Saturday, April 30, 2011

Adopting the "New Media Mind"

This 30-second video is my introduction to digital literacy. My belief is that we must learn not just a skill set, but a mind set for the digital age. That mind set is based on three core principles:

  1. Consume
    In a world of too much information and media overload, how do we meaningfully find, filter, search, and otherwise control the deluge of input?
  2. Create
    How doe we establish a meaningful online presence, regularly produce content worth sharing, create opportunities for ourselves and value for our communities?
  3. Connect
    How can we interact productively with others, collaborate meaningfully, and take advantage of group dynamics?
I will keep returning to these concepts, and in this blog, relating them to literary studies and writing online. Do you have the "new media mind"?
  1. Do you consume media intelligently? 
  2. Do you create and share content? 
  3. Do you connect with worthwhile projects and meaningful people through the new communication tools?  

Thursday, April 28, 2011

Chasing the White Whale of Literary Blogging

flickr - Skelly B (creative commons licensed)
So ignorant are most landsmen . . . they might scout at Moby Dick as a monstrous fable, or still worse and more detestable, a hideous and intolerable allegory. --Melville, Moby Dick, chapter 45, "The Affidavit."

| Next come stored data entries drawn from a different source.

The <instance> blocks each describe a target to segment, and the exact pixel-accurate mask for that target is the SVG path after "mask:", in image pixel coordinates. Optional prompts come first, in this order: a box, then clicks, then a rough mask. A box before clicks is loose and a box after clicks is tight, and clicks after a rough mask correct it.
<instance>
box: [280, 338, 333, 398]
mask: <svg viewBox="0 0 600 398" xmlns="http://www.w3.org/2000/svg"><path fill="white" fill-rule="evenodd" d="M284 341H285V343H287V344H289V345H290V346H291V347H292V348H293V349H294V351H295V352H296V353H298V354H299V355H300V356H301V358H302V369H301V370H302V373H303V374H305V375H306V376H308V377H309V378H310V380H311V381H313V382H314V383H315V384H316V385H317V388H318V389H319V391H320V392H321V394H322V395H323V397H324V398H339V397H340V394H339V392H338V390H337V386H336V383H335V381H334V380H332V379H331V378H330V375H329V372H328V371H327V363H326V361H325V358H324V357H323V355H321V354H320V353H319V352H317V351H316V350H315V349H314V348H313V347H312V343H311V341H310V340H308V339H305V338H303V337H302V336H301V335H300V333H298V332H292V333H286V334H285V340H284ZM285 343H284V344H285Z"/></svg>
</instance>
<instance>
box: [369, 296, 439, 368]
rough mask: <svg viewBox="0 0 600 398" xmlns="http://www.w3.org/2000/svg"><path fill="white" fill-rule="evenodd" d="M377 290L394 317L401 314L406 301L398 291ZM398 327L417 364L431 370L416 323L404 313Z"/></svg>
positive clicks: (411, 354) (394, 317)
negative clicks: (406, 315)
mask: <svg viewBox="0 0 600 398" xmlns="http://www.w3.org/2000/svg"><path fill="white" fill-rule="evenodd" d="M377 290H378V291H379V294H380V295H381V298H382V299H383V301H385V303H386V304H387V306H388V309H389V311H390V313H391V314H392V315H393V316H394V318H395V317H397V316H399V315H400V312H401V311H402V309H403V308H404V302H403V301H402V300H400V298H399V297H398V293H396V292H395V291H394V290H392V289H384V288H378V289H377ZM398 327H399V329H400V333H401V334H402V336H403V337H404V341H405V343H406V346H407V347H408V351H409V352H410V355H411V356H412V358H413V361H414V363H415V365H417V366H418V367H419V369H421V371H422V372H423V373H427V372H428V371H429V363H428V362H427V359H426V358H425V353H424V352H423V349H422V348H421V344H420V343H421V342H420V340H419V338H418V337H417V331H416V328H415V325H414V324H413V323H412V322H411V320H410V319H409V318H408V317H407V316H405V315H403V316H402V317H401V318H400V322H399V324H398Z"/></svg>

With apologies to Melville, I'm indeed going to use his famous tale (and whale) allegorically to investigate the topic of literary blogging. I've chosen a rather benign looking white whale in the picture here. His home is an aquarium, and he looks like the sort of sea creature that would roll over to let you pat his tummy. And maybe that's what I want literary blogging to be -- a tame creature, like this one, that can both delight and educate visitors.

But after piloting three courses in which I have had students blog, I've learned that the new media -- of which blogging is merely one well-known species -- is certainly not tame. The new media is a set of cultural and technical practices that are engaging, yet evasive -- like a certain whale from a certain novel.